Ultimately, I think that the Bush Administration makes a serious mistakes. What I am saying here is that it is not a mistake to recognize that there is a moral distinction between intentionally killing a group of children and knowingly killing a group of children – the mistake that John Stewart charges them with. In this case, it is John Stewart who is laughing at others because he cannot recognize a moral distinction of great importance.

The mistake that the Bush Administration makes is that – while, it is true that many villains in history justify their actions by dehumanizing their victims, sometimes these claims are true. We could say that foresters justify the violence with which they commit acts of mass genocide against acres and acres of trees by denying the moral worth of their victims. We could say that the farmer minimizes the moral crime of cutting down acres of wheat only because they are capable of making themselves believe that wheat plants have moral worth. We can say that, in doing this, the lumberjack and the wheat farmer are like the Nazi and the slave owner.

The difference is that Nazis and slave owners denied the moral significance of beings with desires and interests, while lumberjacks and wheat farmers deny the moral significance of beings that lack desires and interests. Of these two, the blob of cells that make up an embryo have more in common with trees and wheat than with Jews and slaves.

Though an embryo may be a necessary ingredient to creating a full-fledged human, it is not a sufficient ingredient. Air and water are also necessary.
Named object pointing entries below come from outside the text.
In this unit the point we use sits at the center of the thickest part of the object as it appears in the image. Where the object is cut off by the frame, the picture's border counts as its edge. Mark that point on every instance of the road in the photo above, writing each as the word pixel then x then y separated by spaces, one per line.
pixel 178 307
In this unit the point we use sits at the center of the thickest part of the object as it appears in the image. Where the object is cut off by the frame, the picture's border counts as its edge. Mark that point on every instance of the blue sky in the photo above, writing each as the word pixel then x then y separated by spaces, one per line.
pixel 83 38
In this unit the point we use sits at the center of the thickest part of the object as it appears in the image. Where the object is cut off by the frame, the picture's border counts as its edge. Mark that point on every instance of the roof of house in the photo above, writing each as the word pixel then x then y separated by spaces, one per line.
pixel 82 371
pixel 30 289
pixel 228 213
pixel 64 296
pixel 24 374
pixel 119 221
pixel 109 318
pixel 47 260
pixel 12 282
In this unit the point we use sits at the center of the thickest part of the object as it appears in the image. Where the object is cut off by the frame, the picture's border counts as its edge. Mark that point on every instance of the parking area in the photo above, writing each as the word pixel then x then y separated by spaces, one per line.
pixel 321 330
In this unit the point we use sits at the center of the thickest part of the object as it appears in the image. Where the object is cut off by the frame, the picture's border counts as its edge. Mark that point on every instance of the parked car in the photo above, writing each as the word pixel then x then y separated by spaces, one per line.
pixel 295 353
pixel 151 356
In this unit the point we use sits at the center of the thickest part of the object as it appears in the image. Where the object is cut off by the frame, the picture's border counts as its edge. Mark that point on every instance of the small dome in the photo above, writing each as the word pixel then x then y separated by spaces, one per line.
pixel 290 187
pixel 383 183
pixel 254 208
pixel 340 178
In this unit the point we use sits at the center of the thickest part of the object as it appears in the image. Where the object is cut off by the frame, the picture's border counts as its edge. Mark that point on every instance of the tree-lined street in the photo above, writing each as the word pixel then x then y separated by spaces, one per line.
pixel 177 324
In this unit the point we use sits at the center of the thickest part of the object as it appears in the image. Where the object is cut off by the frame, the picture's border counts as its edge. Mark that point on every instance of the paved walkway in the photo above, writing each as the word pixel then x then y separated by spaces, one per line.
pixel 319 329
Yet, air and water molecules are not “persons” in any morally relevant sense.

(Note: Some argue that an embryo is special because, if you leave it alone, it will become a human. When, the fact of the matter is that if you leave an embryo alone, and do not nurture and feed it, it will die.)

Also, evidence suggests, as I have argued, the Bush Administration treats knowingly killing innocent people far too lightly. The Administration is correct to note that there is a moral distinction between intentionally and knowingly taking a life. The Administration is wrong to treat the former as absolutely prohibited and the latter as morally trivial.

Yet, they still recognize a distinction between intentionally and knowlingly killing -- a distinction that some critics seem to lack the ability to grasp.